Talk by Margaret Deuchar (Bangor)

by Jeanette Sakel

On Wednesday the renowned linguist Margaret Deuchar (professor at Bangor University) will join us for our Bristol Centre for Linguistics Seminar. Her talk is entitled Factors favouring the production of bilingual vs. monolingual clauses by Welsh-English bilingual speakers

This will be interesting for students at all level! You’re all invited to join us for this event:

1-2pm in 5E8 on Wednesday, 13.3.2013

This is Margaret’s abstract:

In the thirty years since Poplack’s (1980) groundbreaking results on the factors favouring intrasentential code-switching there has been little exploitation of developments in corpus linguistics to perform automatic analysis on large datasets in the public domain.   I report on the results of an automatic analysis of the Welsh-English corpus Siarad (http://talkbank.org/data/BilingBank/Bangor) collected from 151 speakers and consisting of about half a million words.

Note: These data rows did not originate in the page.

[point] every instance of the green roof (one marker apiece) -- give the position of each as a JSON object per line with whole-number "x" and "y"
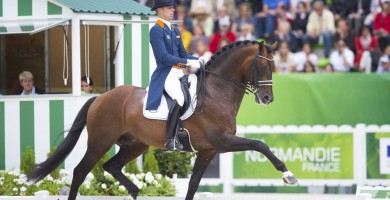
{"x": 129, "y": 7}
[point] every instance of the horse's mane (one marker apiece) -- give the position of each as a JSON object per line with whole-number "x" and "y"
{"x": 233, "y": 46}
{"x": 201, "y": 90}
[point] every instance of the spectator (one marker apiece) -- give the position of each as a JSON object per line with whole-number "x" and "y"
{"x": 341, "y": 8}
{"x": 283, "y": 28}
{"x": 246, "y": 33}
{"x": 328, "y": 68}
{"x": 320, "y": 27}
{"x": 198, "y": 35}
{"x": 186, "y": 36}
{"x": 222, "y": 16}
{"x": 228, "y": 5}
{"x": 223, "y": 42}
{"x": 366, "y": 44}
{"x": 203, "y": 18}
{"x": 244, "y": 17}
{"x": 265, "y": 23}
{"x": 224, "y": 32}
{"x": 384, "y": 62}
{"x": 382, "y": 25}
{"x": 201, "y": 50}
{"x": 305, "y": 56}
{"x": 284, "y": 59}
{"x": 342, "y": 58}
{"x": 299, "y": 24}
{"x": 181, "y": 14}
{"x": 86, "y": 85}
{"x": 358, "y": 12}
{"x": 344, "y": 33}
{"x": 26, "y": 80}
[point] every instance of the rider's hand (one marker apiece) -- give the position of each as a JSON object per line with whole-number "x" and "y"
{"x": 194, "y": 65}
{"x": 202, "y": 60}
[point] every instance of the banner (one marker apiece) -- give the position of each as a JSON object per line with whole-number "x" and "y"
{"x": 378, "y": 158}
{"x": 308, "y": 156}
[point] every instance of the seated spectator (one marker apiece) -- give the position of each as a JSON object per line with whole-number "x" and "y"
{"x": 246, "y": 33}
{"x": 284, "y": 59}
{"x": 265, "y": 22}
{"x": 342, "y": 58}
{"x": 366, "y": 44}
{"x": 344, "y": 33}
{"x": 201, "y": 50}
{"x": 222, "y": 16}
{"x": 86, "y": 85}
{"x": 201, "y": 16}
{"x": 328, "y": 68}
{"x": 305, "y": 56}
{"x": 181, "y": 14}
{"x": 384, "y": 62}
{"x": 186, "y": 36}
{"x": 198, "y": 35}
{"x": 224, "y": 32}
{"x": 298, "y": 25}
{"x": 382, "y": 25}
{"x": 244, "y": 17}
{"x": 26, "y": 80}
{"x": 320, "y": 27}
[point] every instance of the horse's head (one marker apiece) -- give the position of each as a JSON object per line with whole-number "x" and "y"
{"x": 259, "y": 73}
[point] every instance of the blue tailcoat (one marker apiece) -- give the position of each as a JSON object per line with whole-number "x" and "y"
{"x": 168, "y": 50}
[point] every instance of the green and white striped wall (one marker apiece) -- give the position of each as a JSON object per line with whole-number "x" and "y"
{"x": 139, "y": 62}
{"x": 38, "y": 122}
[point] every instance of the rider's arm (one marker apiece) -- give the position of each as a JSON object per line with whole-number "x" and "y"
{"x": 160, "y": 52}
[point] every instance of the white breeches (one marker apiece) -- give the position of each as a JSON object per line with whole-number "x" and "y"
{"x": 172, "y": 85}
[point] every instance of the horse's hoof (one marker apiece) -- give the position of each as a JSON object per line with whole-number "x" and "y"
{"x": 289, "y": 178}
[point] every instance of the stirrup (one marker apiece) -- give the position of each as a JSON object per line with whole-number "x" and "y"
{"x": 173, "y": 145}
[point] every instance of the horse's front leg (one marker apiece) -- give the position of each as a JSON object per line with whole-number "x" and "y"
{"x": 203, "y": 159}
{"x": 232, "y": 143}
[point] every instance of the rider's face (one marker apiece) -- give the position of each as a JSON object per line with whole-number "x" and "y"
{"x": 166, "y": 12}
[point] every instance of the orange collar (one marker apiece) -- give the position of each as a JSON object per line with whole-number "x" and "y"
{"x": 162, "y": 24}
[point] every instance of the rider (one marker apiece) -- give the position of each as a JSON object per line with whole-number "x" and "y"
{"x": 170, "y": 56}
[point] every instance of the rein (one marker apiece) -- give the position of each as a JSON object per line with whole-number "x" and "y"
{"x": 247, "y": 88}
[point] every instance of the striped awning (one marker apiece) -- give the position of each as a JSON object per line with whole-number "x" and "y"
{"x": 29, "y": 26}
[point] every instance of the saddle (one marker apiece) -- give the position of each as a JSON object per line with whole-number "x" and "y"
{"x": 188, "y": 86}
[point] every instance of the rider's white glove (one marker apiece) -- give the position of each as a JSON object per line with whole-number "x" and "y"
{"x": 194, "y": 65}
{"x": 202, "y": 60}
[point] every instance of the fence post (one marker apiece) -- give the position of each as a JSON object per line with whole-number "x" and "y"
{"x": 226, "y": 170}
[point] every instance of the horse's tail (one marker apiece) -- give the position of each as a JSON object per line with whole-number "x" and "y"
{"x": 64, "y": 149}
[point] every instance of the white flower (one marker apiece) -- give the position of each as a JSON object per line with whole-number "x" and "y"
{"x": 158, "y": 176}
{"x": 122, "y": 188}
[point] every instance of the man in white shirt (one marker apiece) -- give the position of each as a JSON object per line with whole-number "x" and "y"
{"x": 342, "y": 58}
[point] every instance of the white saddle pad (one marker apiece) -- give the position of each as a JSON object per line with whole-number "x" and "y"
{"x": 162, "y": 112}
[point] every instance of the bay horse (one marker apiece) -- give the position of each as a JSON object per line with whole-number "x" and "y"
{"x": 117, "y": 117}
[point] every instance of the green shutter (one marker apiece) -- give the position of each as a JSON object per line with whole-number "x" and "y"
{"x": 53, "y": 9}
{"x": 128, "y": 52}
{"x": 24, "y": 7}
{"x": 26, "y": 125}
{"x": 145, "y": 52}
{"x": 2, "y": 137}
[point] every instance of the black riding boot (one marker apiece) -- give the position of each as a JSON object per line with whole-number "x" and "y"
{"x": 171, "y": 143}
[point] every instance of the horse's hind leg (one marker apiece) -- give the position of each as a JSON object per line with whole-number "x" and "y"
{"x": 89, "y": 160}
{"x": 203, "y": 159}
{"x": 231, "y": 143}
{"x": 115, "y": 164}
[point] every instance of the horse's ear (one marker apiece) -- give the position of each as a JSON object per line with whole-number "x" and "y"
{"x": 274, "y": 45}
{"x": 261, "y": 47}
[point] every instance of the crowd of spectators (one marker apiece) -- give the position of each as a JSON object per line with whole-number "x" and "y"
{"x": 313, "y": 35}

We aimed to determine whether proficiency in the two languages was as much a factor in our data as in Poplack’s, but also to identify the role of age, gender, the language of education, social network and attitudes to code-switching.  We used an automatic glossing mechanism to extract all the finite bilingual and monolingual clauses in the data and then performed a statistical analysis using ‘R’ to relate social factors to the production of bilingual vs. monolingual clauses. Our results showed that those speakers who had acquired Welsh and English simultaneously from an early age produced more bilingual clauses (i.e. more intrasentential code-switching) than those who had acquired one language later than the other.  Age was also a factor in that younger speakers (who additionally reported a higher self-assessed proficiency in English) were more likely to code-switch.  Gender was not an influential factor.  Speakers who reported speaking both Welsh and English to their primary contacts were more likely to code-switch than those who reported using only one language in their social network. Finally, those who reported avoiding code-switching were generally found to use fewer bilingual clauses than those who did not think it important to keep the languages separate.